Feature Branches and Trunk Based Development

Feature branches - or to be exact, long running feature branches in a mid-large team environment, tend to cause integration issues because of sync lag and design lag.

For example, if I were to be working with full, long running(4 days+,for me) feature branch for a modestly sized SAAS offering, clocking in around 1 million LOC, I could easily be modifying dozens of files and hundreds of lines per feature branch. In an ideal world, these changes can and would be communicated across the entire organization ahead or just in time, to avoid multiple people changing in the same area for the duration of work.

However, in any practical scenario this tends to fall apart fairly fast if key individuals(and it really comes down to key individuals doing a lot more than they ought to be) are not there to manage communication cross team. Management - even technical management - eventually gets disconnected with facts on the ground at some point.

If you have an project with say, ~30 developers, each putting in a pull request every week or so, you end up with 90 or so pull requests every month, usually having 10-15 active at any given moment. If You were to handle these pull requests first come first serve, you also end up having to re-integrate changes in the mainline to each pull request branch every time you merge another pull request in - which takes a lot of time, effort, and duplicates work, as these branches have a lot of work on them that needs to be reintegrated(hundreds of lines, dozens of files).

Contrasted to this is the simplified Trunk-based flow. By breaking down features, using feature flags(the most important part of any TBD or CI flow), and integrating the work of a feature into mainline multiple times per day, you end up with smaller reviews of smaller changes - more likely to be reviewed more diligently, and less likely to cause disastrous changes across the board.

Additionally, as your work is on mainline, and everyone is pulling in mainline to their work(or ought to be anyway), the chances of a conflict become lower as your changes are smaller and more incremental, and other people on the ground will be able to see the direction you are working in and either follow you or suggest corrections faster. This means that even if the organization keeps growing to 50,60,200 developers and more, the people who need to know what you are doing, will by nature of this flow see what you are doing, as you are doing.

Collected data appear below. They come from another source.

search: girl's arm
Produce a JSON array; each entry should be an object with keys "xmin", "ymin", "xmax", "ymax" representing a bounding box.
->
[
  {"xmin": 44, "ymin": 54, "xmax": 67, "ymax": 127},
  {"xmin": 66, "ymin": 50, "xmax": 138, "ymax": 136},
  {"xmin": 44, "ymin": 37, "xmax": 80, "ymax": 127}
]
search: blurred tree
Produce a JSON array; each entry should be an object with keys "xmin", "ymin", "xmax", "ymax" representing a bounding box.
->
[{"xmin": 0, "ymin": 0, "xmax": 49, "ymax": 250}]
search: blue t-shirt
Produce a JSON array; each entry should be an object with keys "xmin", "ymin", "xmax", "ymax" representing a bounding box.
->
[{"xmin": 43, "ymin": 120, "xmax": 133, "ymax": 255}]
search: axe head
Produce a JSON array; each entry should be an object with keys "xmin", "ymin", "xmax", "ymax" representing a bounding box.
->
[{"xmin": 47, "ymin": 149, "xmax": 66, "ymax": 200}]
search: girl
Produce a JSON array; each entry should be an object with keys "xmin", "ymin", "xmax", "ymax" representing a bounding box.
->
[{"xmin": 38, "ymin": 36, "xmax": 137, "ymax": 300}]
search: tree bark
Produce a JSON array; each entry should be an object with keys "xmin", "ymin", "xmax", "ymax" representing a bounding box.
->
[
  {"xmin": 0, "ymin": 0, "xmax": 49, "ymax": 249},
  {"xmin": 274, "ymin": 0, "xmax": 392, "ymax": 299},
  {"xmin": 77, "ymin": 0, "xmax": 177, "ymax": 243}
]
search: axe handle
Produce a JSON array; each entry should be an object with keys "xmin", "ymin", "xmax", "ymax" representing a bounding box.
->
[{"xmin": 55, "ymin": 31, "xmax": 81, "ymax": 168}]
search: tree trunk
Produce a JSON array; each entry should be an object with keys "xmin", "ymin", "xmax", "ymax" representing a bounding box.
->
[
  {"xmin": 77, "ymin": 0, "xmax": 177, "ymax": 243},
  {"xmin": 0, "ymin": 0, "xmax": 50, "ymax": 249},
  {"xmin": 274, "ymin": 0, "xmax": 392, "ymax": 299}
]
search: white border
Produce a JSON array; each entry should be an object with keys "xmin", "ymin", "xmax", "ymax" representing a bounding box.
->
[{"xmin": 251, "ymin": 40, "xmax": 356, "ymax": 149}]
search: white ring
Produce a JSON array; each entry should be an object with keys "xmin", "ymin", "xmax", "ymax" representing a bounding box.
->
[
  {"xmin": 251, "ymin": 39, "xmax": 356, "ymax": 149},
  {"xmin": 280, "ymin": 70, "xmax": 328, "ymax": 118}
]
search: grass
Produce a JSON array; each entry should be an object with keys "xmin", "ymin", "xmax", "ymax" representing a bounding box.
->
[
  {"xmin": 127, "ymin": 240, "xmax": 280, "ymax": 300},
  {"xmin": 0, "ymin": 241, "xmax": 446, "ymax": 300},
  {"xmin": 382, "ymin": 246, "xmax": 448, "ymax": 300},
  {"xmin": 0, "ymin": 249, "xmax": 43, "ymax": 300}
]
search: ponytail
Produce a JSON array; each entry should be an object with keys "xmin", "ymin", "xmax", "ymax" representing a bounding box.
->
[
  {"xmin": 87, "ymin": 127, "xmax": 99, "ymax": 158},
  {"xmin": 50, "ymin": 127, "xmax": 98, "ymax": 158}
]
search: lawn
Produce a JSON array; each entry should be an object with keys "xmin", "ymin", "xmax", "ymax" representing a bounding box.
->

Trunk Based development does not mean you have no branching, it just means that branches are smaller, oriented to slices of features rather than whole features, and exist to ensure quality reviews and checks, rather than a way of siloing off the development of different features. Everything is integrated as it is being written, and feedback is much, much quicker(we all had that one review we kept pushing to the end of the week because its 300 files and 1500 LOC, and just end up giving a hap-hazard “ok” to)

The details on how to do TBD are over here, but the general gist is to keep everything going in one straight line rather than a million independent lines that meet again.

This is just us applying KISS(Keep it sweet and simple) to our code process - rather than having a procedure for every scenario, we treat everything the same and move in one direction all the time - into trunk, and forward.